She was born Brooke Russell in Portsmouth, New Hampshire. She was the only child of a high level military officer. She lived in several countries and liked learning about different cultures.
VOICE TWO:
After two earlier marriages, she married Vincent Astor in nineteen fifty-three. He came from a family that had been rich for at least one hundred years. Among other things, he owned many buildings in New York City.
Brooke Astor became one of the richest women in the world when Vincent Astor died. She also became head of a huge charity organization founded by her husband. He reportedly had told her she would have fun giving away his money.
VOICE ONE:
And apparently she did. Missus Astor gave tens of millions of dollars mainly to places and people in New York City. She said it was the sensible choice because that was where the money had been made. She gave financial support to the city’s cultural centers, its poor and disabled as well as to many other smaller charities. She won a Presidential Medal of Freedom for her work.
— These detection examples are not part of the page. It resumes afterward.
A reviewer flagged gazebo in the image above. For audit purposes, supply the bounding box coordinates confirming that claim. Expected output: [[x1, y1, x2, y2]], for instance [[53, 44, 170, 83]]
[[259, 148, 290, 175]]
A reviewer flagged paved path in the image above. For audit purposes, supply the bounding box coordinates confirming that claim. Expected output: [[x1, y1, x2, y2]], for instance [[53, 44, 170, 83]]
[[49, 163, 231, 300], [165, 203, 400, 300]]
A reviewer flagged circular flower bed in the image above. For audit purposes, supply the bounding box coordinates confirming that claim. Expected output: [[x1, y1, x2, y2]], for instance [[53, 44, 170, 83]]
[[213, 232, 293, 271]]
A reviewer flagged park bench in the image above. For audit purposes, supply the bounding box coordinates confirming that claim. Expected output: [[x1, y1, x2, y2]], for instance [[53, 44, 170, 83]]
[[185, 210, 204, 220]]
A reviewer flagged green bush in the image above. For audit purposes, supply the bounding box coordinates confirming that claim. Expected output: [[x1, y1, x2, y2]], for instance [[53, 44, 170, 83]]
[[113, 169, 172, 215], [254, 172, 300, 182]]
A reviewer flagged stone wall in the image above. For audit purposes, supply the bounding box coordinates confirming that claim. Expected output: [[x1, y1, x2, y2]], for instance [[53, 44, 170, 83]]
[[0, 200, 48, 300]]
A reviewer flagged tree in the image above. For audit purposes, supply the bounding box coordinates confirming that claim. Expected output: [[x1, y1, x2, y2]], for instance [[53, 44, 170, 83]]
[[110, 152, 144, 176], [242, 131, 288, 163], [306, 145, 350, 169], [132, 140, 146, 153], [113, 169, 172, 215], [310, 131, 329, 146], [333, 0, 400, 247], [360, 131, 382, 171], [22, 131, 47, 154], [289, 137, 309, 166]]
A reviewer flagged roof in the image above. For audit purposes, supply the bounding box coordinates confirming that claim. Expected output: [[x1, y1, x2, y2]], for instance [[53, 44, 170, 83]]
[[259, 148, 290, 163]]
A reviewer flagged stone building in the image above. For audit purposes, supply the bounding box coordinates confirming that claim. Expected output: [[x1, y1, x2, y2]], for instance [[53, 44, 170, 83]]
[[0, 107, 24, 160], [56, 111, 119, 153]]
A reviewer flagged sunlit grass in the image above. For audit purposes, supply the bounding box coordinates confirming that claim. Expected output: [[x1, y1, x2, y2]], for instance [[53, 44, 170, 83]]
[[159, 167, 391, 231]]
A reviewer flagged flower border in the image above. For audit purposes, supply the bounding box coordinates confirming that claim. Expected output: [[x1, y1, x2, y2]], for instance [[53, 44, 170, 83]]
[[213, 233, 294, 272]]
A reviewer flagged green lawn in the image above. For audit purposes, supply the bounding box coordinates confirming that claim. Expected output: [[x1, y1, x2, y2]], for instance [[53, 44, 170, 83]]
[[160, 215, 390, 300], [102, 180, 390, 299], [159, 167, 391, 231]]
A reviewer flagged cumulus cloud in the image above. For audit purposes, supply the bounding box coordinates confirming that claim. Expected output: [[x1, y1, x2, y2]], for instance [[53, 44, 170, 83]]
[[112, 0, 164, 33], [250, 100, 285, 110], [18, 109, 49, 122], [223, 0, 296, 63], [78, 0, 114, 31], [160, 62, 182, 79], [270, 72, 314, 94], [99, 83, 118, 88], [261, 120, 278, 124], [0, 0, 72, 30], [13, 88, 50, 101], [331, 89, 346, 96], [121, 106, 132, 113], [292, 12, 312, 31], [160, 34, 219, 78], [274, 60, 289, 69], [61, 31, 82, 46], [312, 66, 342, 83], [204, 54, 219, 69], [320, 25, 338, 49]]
Brooke Astor also wrote two books about her life. She suffered from Alzheimer’s disease in the last years of her life. When she died, the mayor of New York, Michael Bloomberg, said the city would not be what it is today without her support.
(MUSIC)
VOICE TWO:
Evel Knievel
America lost its most famous daredevil this year. Evel Knievel rode motorcycles through the air in increasingly dangerous and exciting tricks in the nineteen sixties and seventies. He became a folk hero.
Robert Craig Knievel was born in nineteen thirty-eight in Butte, Montana. As a boy, he was arrested for stealing car parts. He said the police gave him the nickname “Evil,” spelled E-V-I-L. He later legally changed his first name to "Evel," spelled E-V-E-L.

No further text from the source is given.